April Fool’s Day (n): April 1st, a day on which people play tricks on each other.

Most of the time, April Fool’s day is fun, filled with practical jokes ranging from the sublime to even the macabre.

I remember once convincing my seven-year-old son that I had to go off to war against Poland, because the people of that country had refused to send us our alloted Polish sausage, and it was a time to stand up for our rights and demands for processed meat.

But there was a time in my life when I pulled an April Fool’s prank which backfired seriously, because what I thought was obviously comically bizarre was accepted as true, and had to be played out.

It was about two years after my father had passed on. I was continually trying to cheer my mother up with various antics and projects. (About six months after my dad’s crossing over, I took my mother bowling, agsint her strong objections, only to discover when we got there that she had never been bowling before, and rather than being a joyous release of tension, it became an arduous task of painful instruction and embarrassments, ranging from trying to get bowling shoes on her feet to retrieving a ball she had rolled down the alley which only made it halfway.)

So I should have been aware that April Fool’s jokes involving one’s mother were not always destined for success.

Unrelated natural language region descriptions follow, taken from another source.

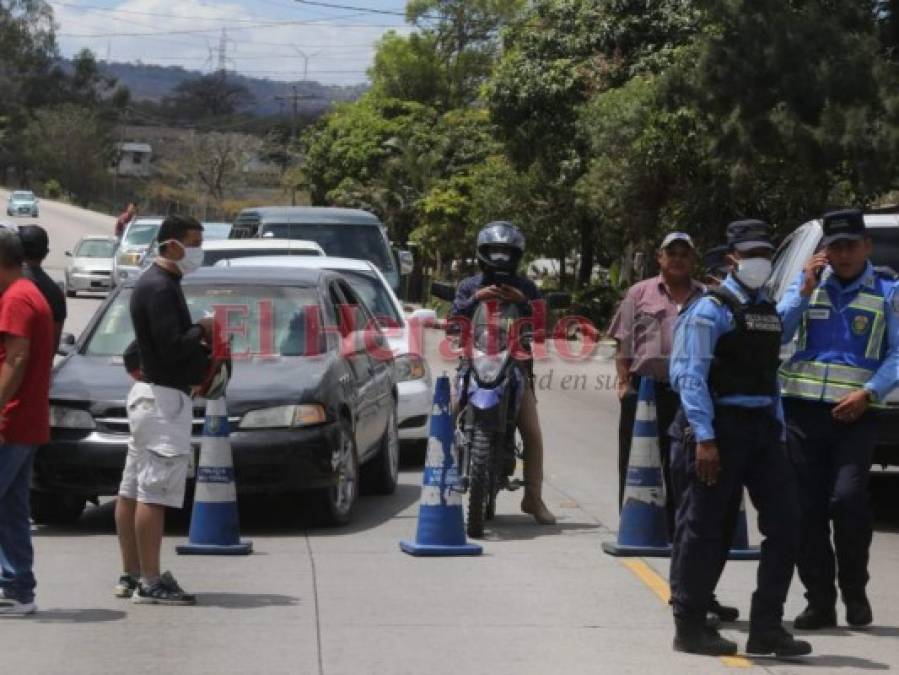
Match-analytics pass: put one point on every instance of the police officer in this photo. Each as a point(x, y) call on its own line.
point(846, 362)
point(724, 366)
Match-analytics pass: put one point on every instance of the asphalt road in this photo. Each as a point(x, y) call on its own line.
point(347, 601)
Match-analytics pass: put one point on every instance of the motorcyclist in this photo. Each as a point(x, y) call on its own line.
point(500, 248)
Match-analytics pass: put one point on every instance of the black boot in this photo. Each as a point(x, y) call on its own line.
point(858, 610)
point(776, 641)
point(695, 638)
point(723, 612)
point(816, 618)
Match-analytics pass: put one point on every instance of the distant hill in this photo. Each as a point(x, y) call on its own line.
point(148, 82)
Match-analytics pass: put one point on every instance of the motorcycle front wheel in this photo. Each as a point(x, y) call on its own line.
point(479, 488)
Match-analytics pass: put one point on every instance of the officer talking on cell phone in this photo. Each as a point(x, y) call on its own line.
point(846, 316)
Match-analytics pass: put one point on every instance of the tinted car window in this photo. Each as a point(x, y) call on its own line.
point(141, 234)
point(375, 296)
point(289, 308)
point(212, 257)
point(362, 242)
point(95, 249)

There was a restaurant near our town called Kahiki. It was known to be very expensive and a posh center for those of affluence.

Thinking that it was obvious that I would be unable to afford such a dining experience, I jokingly told my mother I would take her to Kahiki that night for dinner. I walked out of the house giggling to myself, figuring that she would decipher that the whole thing was a joke when she realized it was April 1st.

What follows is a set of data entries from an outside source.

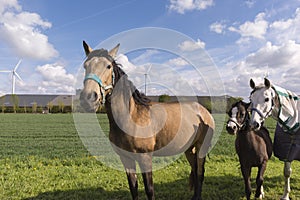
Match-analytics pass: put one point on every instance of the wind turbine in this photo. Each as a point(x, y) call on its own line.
point(146, 74)
point(14, 74)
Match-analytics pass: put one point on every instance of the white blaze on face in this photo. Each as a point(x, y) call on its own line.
point(233, 116)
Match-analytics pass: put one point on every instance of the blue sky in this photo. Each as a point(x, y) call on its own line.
point(245, 39)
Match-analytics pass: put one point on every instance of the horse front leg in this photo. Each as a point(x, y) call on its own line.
point(246, 172)
point(145, 163)
point(259, 181)
point(130, 168)
point(287, 174)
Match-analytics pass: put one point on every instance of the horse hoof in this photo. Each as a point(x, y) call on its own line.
point(261, 196)
point(285, 198)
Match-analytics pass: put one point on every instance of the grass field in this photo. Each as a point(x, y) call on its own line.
point(42, 157)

About three o’clock that afternoon, my little brother came running to the door of my apartment, and told me that our mutual mother was in the process of putting on her best Sunday dress and was even wearing makeup and fixing her hair. She had intoned to the little fellow that she was so moved and so looking forward to “a night at the Kahiki.”

Somehow or another, arriving at her home and screaming “April Fool’s!” did not seem appropriate.

I spent the next two hours driving around town borrowing money from people who had told me they would never lend me money ever again, to secure the funds to take her to this lavish eatery.

Arriving at 6:30 that evening, a bit out of breath and pulling on my suit coat, there was my mother, sitting and waiting for me with her purse in her lap, tears in her eyes, so grateful for her son’s generosity.

I took her to the restaurant. We had a lovely evening. And I spent the next two months being bugged by my friends to get the payback for the cash.

I learned something very valuable: April Fool’s Day jokes always need to be very, very obvious.